Will Twilight put a twinkle in Arab readers’ eyes?
  |  Print This Post Print This Post

The Arab Cultural Center, which has divisions in Casablanca and Beirut, plans to release all four volumes of Stephenie’s Meyer’s Twilight quartet in May. The company bought the rights to the books last October while at the Frankfurt Book Festival and has had all four books simultaneously translated by four different translators.

“Of course, we would have liked to have just used one translator,” says Haissam Fadel, sales director of The Arab Cultural Center, “but we observed that when customers went into a bookstore to buy Twilight they tended to buy multiple volumes, so we wanted to have them on offer all at once.”

He says that when the company bought the rights, the books were not yet quite as well known throughout the Arab world as they were in Europe and the US. “The movie changed all that,” said Fadel.

Though Meyer’s books were the bestselling titles around the globe last year, Fadel is reticent to anoint them a surefire hit, citing the modest sales of the Harry Potter series in the Arab world.
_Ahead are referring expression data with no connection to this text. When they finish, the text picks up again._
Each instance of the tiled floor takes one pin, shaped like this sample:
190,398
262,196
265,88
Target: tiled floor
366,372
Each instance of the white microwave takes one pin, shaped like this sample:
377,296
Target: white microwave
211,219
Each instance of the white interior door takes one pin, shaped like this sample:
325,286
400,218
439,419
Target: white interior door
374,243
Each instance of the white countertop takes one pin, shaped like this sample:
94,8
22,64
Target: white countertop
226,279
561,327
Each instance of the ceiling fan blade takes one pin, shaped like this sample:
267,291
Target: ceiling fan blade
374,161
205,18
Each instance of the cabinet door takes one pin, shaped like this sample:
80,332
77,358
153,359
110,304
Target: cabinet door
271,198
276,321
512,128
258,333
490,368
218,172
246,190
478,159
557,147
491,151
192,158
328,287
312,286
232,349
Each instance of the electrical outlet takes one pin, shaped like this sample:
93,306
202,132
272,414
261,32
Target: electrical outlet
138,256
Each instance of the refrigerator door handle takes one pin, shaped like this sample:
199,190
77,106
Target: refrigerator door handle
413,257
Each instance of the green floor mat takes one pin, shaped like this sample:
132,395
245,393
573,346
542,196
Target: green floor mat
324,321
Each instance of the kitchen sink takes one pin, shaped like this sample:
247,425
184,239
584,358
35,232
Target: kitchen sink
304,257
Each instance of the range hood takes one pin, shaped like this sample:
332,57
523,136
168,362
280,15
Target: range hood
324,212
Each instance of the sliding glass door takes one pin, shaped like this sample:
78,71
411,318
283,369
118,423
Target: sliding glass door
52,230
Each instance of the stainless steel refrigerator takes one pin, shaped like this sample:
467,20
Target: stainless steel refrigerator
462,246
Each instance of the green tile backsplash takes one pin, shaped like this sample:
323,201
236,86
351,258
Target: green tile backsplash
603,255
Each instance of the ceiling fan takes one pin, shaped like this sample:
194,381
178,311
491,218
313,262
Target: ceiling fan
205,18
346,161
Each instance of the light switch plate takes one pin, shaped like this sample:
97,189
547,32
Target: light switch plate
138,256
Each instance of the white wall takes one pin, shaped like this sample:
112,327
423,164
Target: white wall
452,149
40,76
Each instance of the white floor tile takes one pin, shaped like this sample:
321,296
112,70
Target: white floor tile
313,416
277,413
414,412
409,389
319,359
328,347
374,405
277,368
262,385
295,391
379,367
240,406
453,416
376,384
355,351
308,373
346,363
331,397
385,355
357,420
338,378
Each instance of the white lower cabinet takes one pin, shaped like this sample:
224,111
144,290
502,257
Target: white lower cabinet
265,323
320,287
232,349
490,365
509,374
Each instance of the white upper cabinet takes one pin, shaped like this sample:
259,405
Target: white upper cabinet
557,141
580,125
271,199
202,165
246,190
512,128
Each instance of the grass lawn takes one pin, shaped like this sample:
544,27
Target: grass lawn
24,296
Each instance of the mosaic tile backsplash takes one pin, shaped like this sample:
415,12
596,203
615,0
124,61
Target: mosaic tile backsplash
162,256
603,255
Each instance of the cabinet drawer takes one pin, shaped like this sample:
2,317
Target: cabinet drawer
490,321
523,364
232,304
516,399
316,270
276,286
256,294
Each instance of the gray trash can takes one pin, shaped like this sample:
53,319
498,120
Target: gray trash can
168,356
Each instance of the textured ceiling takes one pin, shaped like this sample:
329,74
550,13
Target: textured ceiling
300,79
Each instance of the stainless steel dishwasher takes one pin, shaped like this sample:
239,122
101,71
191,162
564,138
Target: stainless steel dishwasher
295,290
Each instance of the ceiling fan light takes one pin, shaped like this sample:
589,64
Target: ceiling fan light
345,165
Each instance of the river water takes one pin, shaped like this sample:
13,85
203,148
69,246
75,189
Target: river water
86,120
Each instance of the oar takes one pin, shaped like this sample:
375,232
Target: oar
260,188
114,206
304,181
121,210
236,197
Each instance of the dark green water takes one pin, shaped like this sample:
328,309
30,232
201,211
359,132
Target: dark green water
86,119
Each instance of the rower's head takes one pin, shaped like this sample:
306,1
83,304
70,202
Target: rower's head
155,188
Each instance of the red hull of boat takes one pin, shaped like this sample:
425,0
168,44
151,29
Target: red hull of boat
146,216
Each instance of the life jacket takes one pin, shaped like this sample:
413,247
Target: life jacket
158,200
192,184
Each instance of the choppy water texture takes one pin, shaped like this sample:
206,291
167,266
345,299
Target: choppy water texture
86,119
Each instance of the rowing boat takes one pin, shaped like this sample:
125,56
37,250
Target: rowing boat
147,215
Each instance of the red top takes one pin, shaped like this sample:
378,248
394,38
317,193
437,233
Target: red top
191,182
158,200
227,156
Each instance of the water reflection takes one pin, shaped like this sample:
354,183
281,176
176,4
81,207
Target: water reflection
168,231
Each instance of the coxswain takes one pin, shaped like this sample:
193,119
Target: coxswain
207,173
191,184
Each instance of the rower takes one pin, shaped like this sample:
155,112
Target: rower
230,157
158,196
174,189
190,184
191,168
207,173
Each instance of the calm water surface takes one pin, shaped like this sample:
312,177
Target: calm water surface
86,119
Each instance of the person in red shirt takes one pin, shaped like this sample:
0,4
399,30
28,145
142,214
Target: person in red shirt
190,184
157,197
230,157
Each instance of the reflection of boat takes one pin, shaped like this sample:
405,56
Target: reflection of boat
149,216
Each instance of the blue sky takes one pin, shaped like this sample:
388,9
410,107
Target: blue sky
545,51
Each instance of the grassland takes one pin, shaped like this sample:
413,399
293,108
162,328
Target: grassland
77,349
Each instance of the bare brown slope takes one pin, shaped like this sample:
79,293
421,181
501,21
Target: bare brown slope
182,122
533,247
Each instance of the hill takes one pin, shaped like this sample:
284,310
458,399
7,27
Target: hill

The company has more experience publishing literary authors, such as Milan Kundera, Haruki Murakami,

Fadel says that part of the potential appeal of publishing Twilight was the lack of sex or drug use, something that would not be tolerated to a Muslim reader

In all Fadel is optimistic, “We’re excited by the possibility, but also a little scared, he said, “This is a new territory. Young adult fiction is not something you often see in the Arab world. It has a lot of potential and if it works it could bring us a lot of new readers.”